Tasmania may soon be a national mining centre as plans are put forth to make it a resources training hub.
It comes as the Government's Benefits of the Boom Committee travels the state, according to the Tasmanian Mercury.
Senator Doug Cameron has been one of the main proponents of the establishment of a National Mining and Engineering Skills Hub in Tasmania.
"Tasmania has had a long history of engineering excellence and it has a long history of mining," Cameron said.
"We think that one of the benefits that could be brought about for Tasmania is to establish a training centre in Tasmania for the mining and engineering industry."
Cameron went on to say that the hub should be funded by the industry itself, as well as receiving support from the Federal, Queensland, and West Australian governments.
It comes after a recent Commsec report labelled Tasmania as the worst performing region in the country and was a good candidate to receive redistributed funds from the mining boom.

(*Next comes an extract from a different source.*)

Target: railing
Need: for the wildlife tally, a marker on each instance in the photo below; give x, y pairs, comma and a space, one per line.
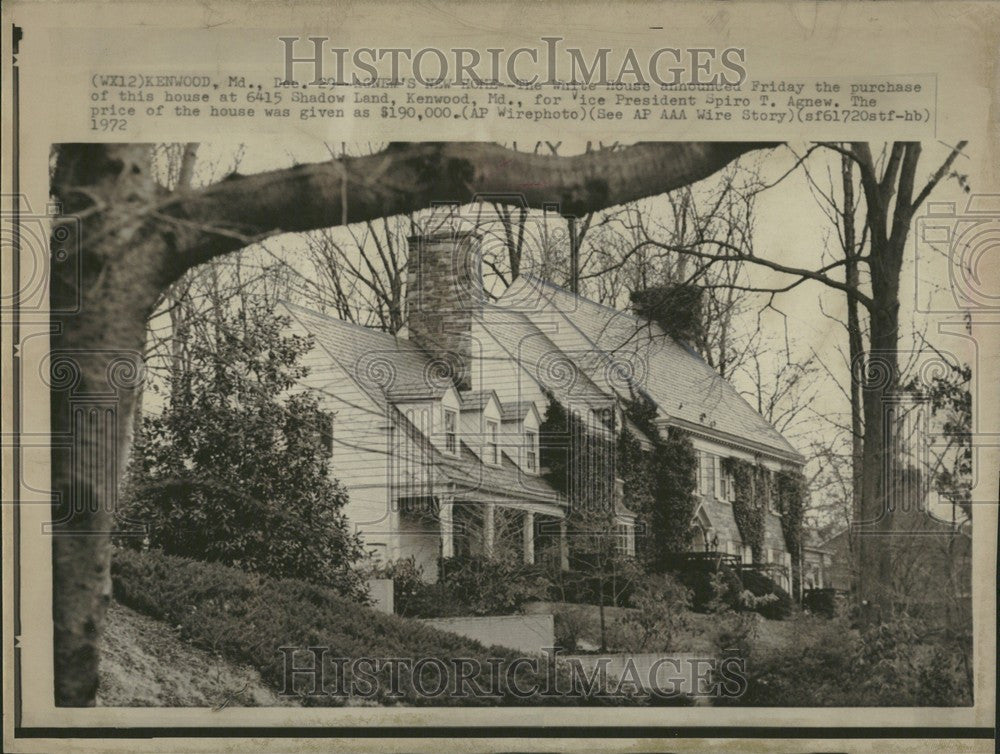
703, 560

"Tasmania is under-performing other state and territory economies and arguably is the number one candidate of any regional income redistribution as the Federal Government seeks to share the benefits of the mining boom across the broader Australian economy," it said.
Cameron added: "Why shouldn't the mining billionaires and the mining industry provide some support for a state which is providing them benefits with no practical benefits coming back?"
Tasmania has recently refocused on the viability of its mining industry.
Tasmanian minister for energy and resources Bryan Green said the “importance of mining and mineral processing industries to Tasmania should not be underestimated.
"The industry contributes more than 40% to the State’s gross export income,” Green said.
However "the value of the mining sector is not as widely appreciated in Tasmania as it should be".
Speaking at the Tasmanian Minerals Conference in Launceston, he pointed to a growth in minerals exploration as a "bright light on the State’s economic horizon".
Cameron added that "they mine more varied resources in Tasmania than the rest of the nation put together".
No timeline was given for the creation of a skills hub on the island.